Il s’articule autour de deux axes : améliorer l’organisation interne, moderniser les services afin de faciliter le quotidien des avocats. Nous avons également mis en place une commission sociale afin de prévenir les difficultés de nos confrères et éviter des situations inextricables. Nous sommes dans une logique de prévention. Le deuxième volet concerne une volonté d’ouverture vers la cité. Depuis le 1er janvier je rencontre l’ensemble des acteurs qui comptent, politiques, associatifs, économiques afin de développer ou de créer des partenariats. L’idée est de montrer l’ancrage de l’avocat dans la cité.

Quelle est la situation des avocats à Toulouse ?
Toulouse est le cinquième barreau de Province avec 1600 avocats dont une majorité de femmes. Il y a des cabinets structurés, avec des cabinets associés, des exercices individuels libéraux, mais la majorité des collaborations se fait au sein d’autres structures. Aujourd’hui nous sommes dans une situation économique plus délicate, avons affaire à des populations qui accèdent plus difficilement au droit et à l’aide juridictionnelle. La protection juridique implique des conditions de rémunération et de traitement beaucoup plus difficiles. Avocat est une profession comme une autre, nous sommes impactés aussi par des difficultés économiques.

Vous êtes également opposés à la réforme de la justice initiée par la garde des Sceaux Nicole Belloubet …
Il y a beaucoup de choses qui m’interpellent dans cette réforme, l’accès à la justice est davantage porté par des enjeux économiques que par un souci de modernité. Quand on dit à une personne que pour aller en justice il faut au préalable mettre une médiation via une plateforme qui vous donnera les chances d’aboutir ou pas dans votre procès, cela pose un problème. Économiquement tout le monde n’est pas en mesure d’adosser à son contrat d’assurance une protection juridique. Peu à peu on décharge l’État de sa responsabilité et de la facilité d’accès au droit qu’il a à travers l’aide juridictionnelle. Si le justiciable se trouve à 100 ou 150 kilomètres du tribunal il n’aura plus accès à la justice. C’est un enjeu de société, pas un débat corporatiste.

Que vous inspire l’installation de « boutiques » d’avocats qui ont pignon sur rue notamment à Toulouse ?
Il faut faciliter l’accès à l’avocat sans perdre notre âme. Nous devons travailler différemment, mais il faut conserver notre ADN, la confidentialité et l’indépendance. Les clients doivent pouvoir venir dans nos cabinets et se confier en toute sérénité. C’est une alchimie à trouver.

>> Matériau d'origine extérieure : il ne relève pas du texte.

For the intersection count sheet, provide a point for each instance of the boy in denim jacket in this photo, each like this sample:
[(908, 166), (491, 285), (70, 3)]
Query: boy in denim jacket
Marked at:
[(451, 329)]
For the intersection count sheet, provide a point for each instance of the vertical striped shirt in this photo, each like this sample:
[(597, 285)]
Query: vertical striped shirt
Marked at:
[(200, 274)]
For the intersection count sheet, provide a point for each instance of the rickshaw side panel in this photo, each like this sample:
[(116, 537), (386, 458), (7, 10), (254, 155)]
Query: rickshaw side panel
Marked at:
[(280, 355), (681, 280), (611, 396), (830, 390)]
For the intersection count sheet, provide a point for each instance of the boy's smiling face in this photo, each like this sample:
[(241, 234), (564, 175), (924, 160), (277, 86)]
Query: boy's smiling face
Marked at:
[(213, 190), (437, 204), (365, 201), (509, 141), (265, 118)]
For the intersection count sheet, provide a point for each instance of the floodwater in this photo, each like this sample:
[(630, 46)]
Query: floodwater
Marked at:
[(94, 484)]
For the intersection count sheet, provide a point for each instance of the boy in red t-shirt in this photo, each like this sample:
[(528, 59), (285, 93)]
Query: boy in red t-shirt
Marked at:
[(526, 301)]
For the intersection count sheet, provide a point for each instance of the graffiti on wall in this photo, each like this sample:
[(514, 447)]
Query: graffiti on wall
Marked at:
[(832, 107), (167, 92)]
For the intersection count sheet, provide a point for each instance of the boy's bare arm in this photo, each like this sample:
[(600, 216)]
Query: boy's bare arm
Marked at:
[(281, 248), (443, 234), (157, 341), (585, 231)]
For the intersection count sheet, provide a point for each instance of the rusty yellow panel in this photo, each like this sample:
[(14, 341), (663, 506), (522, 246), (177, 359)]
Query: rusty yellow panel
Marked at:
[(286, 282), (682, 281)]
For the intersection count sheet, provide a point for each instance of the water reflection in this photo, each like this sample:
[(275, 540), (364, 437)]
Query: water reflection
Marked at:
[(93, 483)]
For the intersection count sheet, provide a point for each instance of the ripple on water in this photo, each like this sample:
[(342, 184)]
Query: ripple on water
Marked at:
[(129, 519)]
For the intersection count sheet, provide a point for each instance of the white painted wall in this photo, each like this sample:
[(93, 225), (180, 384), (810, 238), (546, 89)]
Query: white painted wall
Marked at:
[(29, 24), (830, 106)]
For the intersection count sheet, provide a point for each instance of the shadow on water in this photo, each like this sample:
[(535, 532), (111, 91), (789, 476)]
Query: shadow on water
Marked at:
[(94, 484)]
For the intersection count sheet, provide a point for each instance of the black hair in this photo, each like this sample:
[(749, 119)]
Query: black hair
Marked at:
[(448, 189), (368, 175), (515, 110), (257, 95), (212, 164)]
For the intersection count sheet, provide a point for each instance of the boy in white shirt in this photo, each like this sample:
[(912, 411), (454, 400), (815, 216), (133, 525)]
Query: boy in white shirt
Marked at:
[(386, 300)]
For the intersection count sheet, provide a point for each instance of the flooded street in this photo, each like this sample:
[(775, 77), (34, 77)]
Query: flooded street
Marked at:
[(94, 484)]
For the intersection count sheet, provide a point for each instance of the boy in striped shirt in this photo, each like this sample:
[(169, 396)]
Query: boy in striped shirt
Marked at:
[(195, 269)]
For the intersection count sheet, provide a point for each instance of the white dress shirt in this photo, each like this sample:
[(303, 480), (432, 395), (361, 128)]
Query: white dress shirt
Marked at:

Comment envisagez-vous la profession d’avocat dans les années à venir ?
Le droit est partout, il faut l’aborder différemment. Si avec la réforme, on veut éloigner les avocats des tribunaux, les contentieux se régleront sans le juge grâce à la médiation et à la négociation. Mettre des gens autour d’une table, trouver une solution en trois mois au lieu d’attendre que des magistrats statuent pendant neuf ou douze mois parce qu’on ne leur donne pas les moyens de statuer, les avocats savent faire.